While most window managers have a meter that shows you how much battery life your laptop has, there are some that don't. And many aren't completely accurate. If you drop to the command line though, you can use a pair of utilities that will check the life of your battery, and more.
Laptop users learn something very quickly: always keep an eye on how much charge your battery has. If you don't, you just might run out of juice in the middle of work.
Most window managers -- like KDE, GNOME, and Xfce -- come with good battery monitors. They will also manage screen brightness in most cases. Alost all of the previously mentioned window managers use PowerDevil to do so. But if you use a window manager that doesn't, or if you want a little more accuracy, you can turn to the command line to help.
Just about every Linux distribution supports ACPI (the Advanced Configuration and Power Interface). It's a fancy name for the way in which a computer manages and configures devices and its power supply. Of course, Linux includes a command line utility for using ACPI called ... well, acpi.
Open a terminal and run the command acpi. Note if you are running this command on Ubuntu or its derivatives, then you will have to install acpi. sudo apt-get install acpi will do the trick. This command returns how many minutes of power the battery has left, as well as the percentage of power it has -- for example, 9%. Useful, but what if you want more information?
If that's the case, then run the command acpi -V. This command displays the same information as the one above, but with a few extras like whether the AC adapter is plugged in and the temperature at which your laptop is running. If you're plugged in, running acpi -V also displays how many minutes are left until the battery is at 100% power.
Looking at IBAM
IBAM is billed as "the Intelligent Battery Monitor". To run it, open a terminal and type the command ibam. If ibam isn't installed run sudo apt-get install ibam to install it. You'll see the number of hours and/or minutes of battery life you have left, and if you're charging the battery, how much longer it will be before the battery is fully charged. IBAM also has a number of nifty features. One of those features is to generate a graph of battery life and charge time. To do that, you need gnuplot (a tool for graphing all sorts of information) installed on your laptop. From there, type ibam --plot and a color-coded graph appears in a new window. There's a lot more under the hood. To see all that IBAM can do, type the command ibam --help. Note: in some cases running ibam will return "No apm data available.". In this case you are running a kernel that is to new for ibam.

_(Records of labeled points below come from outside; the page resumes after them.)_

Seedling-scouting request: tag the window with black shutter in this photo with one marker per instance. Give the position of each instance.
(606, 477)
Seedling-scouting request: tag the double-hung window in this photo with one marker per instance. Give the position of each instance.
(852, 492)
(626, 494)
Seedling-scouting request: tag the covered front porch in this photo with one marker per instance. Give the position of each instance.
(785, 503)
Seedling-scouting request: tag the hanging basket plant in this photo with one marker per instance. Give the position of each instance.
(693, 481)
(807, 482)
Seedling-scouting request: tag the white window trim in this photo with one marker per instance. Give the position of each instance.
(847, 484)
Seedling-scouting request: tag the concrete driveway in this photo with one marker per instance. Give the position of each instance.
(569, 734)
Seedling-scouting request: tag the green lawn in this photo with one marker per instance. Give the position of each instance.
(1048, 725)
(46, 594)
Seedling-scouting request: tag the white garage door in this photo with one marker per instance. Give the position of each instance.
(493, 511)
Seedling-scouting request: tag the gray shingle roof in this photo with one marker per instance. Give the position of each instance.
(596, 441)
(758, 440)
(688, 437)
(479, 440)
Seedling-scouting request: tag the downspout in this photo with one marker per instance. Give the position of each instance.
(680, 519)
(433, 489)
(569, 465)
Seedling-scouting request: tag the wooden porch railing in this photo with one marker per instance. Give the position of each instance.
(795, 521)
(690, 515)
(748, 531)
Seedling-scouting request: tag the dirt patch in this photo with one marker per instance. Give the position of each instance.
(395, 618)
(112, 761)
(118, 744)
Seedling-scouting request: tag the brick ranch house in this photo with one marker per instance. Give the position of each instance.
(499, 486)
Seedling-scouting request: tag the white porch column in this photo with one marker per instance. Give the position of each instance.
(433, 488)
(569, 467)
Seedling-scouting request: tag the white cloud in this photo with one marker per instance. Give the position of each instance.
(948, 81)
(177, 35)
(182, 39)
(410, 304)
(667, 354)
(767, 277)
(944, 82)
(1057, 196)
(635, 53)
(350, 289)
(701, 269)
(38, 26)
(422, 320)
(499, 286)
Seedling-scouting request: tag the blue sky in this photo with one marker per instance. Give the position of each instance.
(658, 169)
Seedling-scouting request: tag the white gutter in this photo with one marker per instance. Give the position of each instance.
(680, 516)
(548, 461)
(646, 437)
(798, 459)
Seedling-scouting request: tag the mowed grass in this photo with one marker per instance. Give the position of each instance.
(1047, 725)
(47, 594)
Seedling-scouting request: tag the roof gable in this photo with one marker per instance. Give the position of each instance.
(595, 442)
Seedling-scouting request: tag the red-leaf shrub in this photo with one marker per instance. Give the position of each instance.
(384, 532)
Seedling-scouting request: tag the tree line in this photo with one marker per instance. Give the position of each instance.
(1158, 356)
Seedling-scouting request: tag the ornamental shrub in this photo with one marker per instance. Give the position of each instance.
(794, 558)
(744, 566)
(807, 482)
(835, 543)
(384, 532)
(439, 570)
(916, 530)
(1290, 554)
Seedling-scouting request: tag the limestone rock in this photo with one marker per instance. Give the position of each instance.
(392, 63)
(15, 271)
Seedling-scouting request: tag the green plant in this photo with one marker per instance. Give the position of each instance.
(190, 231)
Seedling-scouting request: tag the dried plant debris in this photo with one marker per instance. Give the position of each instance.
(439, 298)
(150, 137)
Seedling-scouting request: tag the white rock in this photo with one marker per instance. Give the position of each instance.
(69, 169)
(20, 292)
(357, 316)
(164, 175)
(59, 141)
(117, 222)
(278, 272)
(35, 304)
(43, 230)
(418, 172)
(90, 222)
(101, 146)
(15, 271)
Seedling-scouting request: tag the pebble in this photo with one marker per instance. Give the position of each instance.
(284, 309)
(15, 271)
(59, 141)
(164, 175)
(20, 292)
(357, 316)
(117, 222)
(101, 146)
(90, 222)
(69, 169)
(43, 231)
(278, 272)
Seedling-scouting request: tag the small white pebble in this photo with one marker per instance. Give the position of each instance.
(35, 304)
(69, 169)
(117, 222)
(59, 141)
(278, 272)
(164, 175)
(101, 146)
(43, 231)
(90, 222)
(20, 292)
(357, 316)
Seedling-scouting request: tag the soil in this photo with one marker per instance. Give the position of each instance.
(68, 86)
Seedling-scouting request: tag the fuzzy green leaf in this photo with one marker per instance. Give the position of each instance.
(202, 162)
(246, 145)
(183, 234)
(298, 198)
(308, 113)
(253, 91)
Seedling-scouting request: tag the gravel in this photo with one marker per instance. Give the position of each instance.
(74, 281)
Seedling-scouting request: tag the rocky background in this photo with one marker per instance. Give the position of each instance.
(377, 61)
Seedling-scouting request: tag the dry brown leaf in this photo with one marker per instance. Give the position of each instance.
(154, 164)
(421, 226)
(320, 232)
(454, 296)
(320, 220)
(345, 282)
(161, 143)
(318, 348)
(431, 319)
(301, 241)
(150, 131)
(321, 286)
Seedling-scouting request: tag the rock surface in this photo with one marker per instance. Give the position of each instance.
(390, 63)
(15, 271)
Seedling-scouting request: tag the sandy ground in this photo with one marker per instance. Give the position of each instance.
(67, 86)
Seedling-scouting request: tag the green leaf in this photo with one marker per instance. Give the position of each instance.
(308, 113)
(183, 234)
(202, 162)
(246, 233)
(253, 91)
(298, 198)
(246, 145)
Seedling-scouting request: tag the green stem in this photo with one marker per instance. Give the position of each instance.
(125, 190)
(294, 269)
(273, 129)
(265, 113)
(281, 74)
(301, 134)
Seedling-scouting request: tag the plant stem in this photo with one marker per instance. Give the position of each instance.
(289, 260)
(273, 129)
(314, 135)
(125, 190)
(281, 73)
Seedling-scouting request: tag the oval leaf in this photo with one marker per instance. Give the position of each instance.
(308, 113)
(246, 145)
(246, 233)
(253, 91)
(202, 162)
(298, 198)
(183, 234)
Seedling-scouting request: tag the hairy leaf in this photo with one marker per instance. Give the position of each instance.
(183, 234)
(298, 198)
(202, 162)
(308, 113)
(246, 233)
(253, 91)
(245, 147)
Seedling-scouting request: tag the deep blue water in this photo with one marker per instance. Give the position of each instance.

Drawbacks to this approach
If you're not comfortable working at the command line, then you probably won't like either of these solutions. On top of that, they don't dynamically update. You have to keep running acpi or IBAM to get the latest information about your battery.
If you want to put the output from acpi or IBAM on your desktop, then check out Conky. It's a monitor that displays system information on your desktop, either as text or in a set of graphs and charts. Conky can be a challenge to set up, but does its job without a lot of overhead.
Still, both acpi and IBAM give you a little more flexibility when monitoring your battery. Often, the information that these utilities return is more accurate than most desktop battery monitors. They're worth a look for that reason alone.